Can I use this fix without AlphaRes?

Yes. Method 2 (PowerShell) and Method 3 (File Explorer GUI) in this guide produce the same result as AlphaRes. The PowerShell command attrib +R "$env:LocalAppData\FortniteGame\Saved\Config\WindowsClient\GameUserSettings.ini" sets the read-only attribute after a manual Notepad edit. The File Explorer Properties dialog has a Read-only checkbox that does the same thing. The tradeoff is that manual editing exposes you to syntax errors that prevent Fortnite from reading the file at all, so AlphaRes remains the recommended path for most users. For scripted automation or locked-down corporate workstations where AlphaRes cannot be installed, the manual methods are the documented alternatives.

What if I want to change the resolution again later?

To change resolution after the fix is applied, run AlphaRes again. AlphaRes detects the read-only attribute, temporarily clears it, writes the new resolution values, and reapplies the read-only attribute, all in a single Apply action. No manual steps are required. If you are using the manual methods, run attrib -R on the file to clear read-only, edit the values in Notepad, save, then run attrib +R to relock. The Fortnite in-game Settings menu cannot change the resolution while read-only is set; this is the intended behavior of the fix and not a bug.

Does this fix work for resolutions other than stretched?

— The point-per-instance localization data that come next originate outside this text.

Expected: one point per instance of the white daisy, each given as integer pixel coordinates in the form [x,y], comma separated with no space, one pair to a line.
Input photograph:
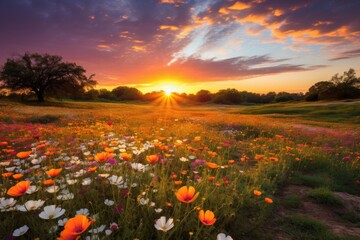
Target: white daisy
[163,225]
[51,212]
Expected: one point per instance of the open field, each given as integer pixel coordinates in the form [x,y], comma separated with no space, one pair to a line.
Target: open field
[292,175]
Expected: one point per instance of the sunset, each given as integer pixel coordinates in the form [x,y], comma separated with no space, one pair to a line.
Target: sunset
[180,119]
[256,46]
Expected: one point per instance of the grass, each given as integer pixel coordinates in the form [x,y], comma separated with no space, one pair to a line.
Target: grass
[225,157]
[325,197]
[328,112]
[302,227]
[313,181]
[292,201]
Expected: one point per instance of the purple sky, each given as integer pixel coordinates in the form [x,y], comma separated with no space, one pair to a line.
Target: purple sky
[256,45]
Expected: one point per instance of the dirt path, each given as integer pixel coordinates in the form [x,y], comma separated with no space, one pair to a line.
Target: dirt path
[329,216]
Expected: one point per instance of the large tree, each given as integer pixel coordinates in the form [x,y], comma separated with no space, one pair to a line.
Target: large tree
[43,74]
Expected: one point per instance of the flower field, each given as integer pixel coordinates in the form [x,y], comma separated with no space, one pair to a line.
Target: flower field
[122,171]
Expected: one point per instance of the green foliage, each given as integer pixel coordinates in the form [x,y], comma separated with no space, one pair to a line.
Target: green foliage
[228,96]
[346,86]
[44,74]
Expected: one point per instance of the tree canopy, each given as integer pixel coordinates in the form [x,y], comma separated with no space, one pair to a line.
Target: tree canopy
[346,86]
[44,74]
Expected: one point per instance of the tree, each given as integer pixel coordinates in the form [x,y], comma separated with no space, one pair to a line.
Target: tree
[228,96]
[203,96]
[339,87]
[43,74]
[347,85]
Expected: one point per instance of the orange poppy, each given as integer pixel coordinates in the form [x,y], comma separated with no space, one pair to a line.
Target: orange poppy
[18,176]
[74,227]
[125,156]
[274,159]
[103,156]
[93,169]
[212,165]
[19,189]
[257,193]
[49,182]
[109,150]
[23,154]
[54,172]
[152,158]
[7,174]
[186,195]
[207,218]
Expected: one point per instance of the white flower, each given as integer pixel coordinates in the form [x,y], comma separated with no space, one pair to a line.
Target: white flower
[109,202]
[20,231]
[65,196]
[31,205]
[83,211]
[51,212]
[86,181]
[115,180]
[184,159]
[140,167]
[79,173]
[52,189]
[7,204]
[71,181]
[222,236]
[62,222]
[163,225]
[98,230]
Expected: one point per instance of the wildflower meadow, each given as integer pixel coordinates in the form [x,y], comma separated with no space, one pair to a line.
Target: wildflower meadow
[127,171]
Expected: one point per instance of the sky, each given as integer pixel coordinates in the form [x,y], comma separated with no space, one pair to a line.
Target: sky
[188,45]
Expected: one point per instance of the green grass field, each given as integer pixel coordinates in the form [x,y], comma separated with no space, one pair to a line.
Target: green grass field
[278,171]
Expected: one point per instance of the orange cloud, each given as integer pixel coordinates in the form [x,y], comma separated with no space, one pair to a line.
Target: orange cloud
[239,6]
[173,28]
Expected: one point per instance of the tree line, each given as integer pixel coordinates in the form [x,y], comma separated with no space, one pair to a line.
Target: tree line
[48,76]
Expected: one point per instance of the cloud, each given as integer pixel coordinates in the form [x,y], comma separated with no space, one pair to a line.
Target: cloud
[200,70]
[347,54]
[136,39]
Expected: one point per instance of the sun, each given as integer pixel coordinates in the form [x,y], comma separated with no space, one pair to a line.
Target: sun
[168,90]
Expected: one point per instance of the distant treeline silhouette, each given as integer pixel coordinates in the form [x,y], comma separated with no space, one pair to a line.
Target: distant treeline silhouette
[38,76]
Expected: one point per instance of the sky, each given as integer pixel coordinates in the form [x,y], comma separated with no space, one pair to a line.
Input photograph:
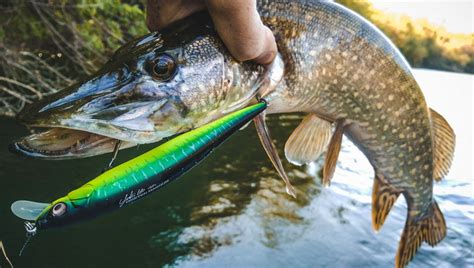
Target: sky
[455,15]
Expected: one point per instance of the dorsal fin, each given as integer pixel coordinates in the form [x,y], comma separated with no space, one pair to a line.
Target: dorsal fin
[332,153]
[270,149]
[444,141]
[384,197]
[308,141]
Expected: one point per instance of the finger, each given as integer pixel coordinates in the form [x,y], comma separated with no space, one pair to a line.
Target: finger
[161,13]
[242,30]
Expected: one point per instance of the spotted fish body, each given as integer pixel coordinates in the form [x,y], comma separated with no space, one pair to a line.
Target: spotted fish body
[338,68]
[344,70]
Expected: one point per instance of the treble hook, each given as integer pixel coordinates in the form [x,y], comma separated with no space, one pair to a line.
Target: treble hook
[31,229]
[116,149]
[5,253]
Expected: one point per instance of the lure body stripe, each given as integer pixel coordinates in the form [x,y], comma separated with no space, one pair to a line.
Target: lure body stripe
[146,173]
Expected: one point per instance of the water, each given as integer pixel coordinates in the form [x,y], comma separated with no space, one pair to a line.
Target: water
[232,209]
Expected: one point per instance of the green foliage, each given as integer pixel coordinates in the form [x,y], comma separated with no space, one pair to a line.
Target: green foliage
[425,48]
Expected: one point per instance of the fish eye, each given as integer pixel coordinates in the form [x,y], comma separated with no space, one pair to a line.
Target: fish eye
[59,209]
[164,67]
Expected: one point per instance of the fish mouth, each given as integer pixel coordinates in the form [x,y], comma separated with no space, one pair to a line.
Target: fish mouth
[59,143]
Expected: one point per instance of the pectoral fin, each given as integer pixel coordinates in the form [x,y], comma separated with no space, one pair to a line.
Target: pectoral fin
[444,141]
[272,153]
[333,152]
[384,197]
[308,141]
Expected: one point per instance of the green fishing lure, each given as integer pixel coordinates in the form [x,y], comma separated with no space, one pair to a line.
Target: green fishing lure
[136,178]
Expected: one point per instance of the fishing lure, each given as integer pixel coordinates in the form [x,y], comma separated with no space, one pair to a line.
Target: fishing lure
[135,178]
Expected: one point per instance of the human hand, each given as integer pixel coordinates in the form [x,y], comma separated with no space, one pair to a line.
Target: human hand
[237,23]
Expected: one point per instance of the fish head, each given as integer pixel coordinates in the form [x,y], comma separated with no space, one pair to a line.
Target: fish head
[156,86]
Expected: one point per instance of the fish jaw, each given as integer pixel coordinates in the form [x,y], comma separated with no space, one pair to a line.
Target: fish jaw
[129,100]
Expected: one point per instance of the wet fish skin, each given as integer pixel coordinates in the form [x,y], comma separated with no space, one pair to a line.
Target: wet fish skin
[338,67]
[343,69]
[127,100]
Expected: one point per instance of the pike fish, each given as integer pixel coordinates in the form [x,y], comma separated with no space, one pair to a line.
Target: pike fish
[135,178]
[334,65]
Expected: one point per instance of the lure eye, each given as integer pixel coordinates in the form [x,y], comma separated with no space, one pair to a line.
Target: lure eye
[164,68]
[59,209]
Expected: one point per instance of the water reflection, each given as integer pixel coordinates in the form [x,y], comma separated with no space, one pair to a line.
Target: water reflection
[232,210]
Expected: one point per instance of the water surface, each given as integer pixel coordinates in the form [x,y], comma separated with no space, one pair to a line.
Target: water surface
[232,209]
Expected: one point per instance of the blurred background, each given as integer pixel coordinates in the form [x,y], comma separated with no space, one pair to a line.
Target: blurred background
[232,209]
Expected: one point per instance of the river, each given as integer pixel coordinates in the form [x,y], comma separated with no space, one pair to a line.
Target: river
[232,210]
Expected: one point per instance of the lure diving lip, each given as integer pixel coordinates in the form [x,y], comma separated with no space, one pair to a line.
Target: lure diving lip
[137,177]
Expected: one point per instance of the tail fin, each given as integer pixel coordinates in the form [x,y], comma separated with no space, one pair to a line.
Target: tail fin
[431,229]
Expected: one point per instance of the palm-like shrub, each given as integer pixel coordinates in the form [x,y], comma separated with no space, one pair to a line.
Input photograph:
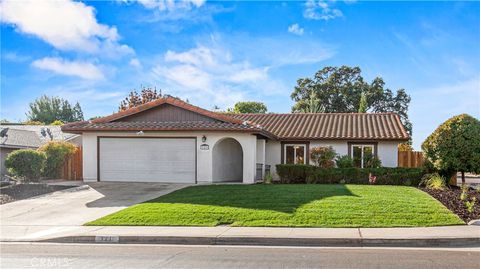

Yes. The fix is resolution-agnostic. The same read-only attribute mechanism works for retro 4:3 setups like 1024×768, ultrawide custom resolutions like 2560×1080, downscaled high-DPI rendering, or any value that does not match Epic’s recognized preset list. The reconciliation routine treats all non-preset values the same way: as candidates for overwrite. Locking the file with read-only blocks the overwrite regardless of the specific resolution. The only constraint is that your GPU and monitor must actually support displaying the chosen resolution; AlphaRes does not validate that part because it is outside the file-edit scope.

What about Mac or console Fortnite?

The read-only attribute fix is Windows-specific. Mac Fortnite stores configuration in a different path under ~/Library/Application Support and uses HFS+ or APFS attributes that work differently from NTFS. Console Fortnite (PlayStation, Xbox, Nintendo Switch) does not expose the configuration file to the user at all; resolution is fixed by the platform. AlphaRes is Windows-only by design. Mac players who want a stretched resolution have limited options, mostly involving display-side downscaling through a third-party utility. Console players cannot run stretched resolutions without external capture-card workarounds, which are unrelated to this guide.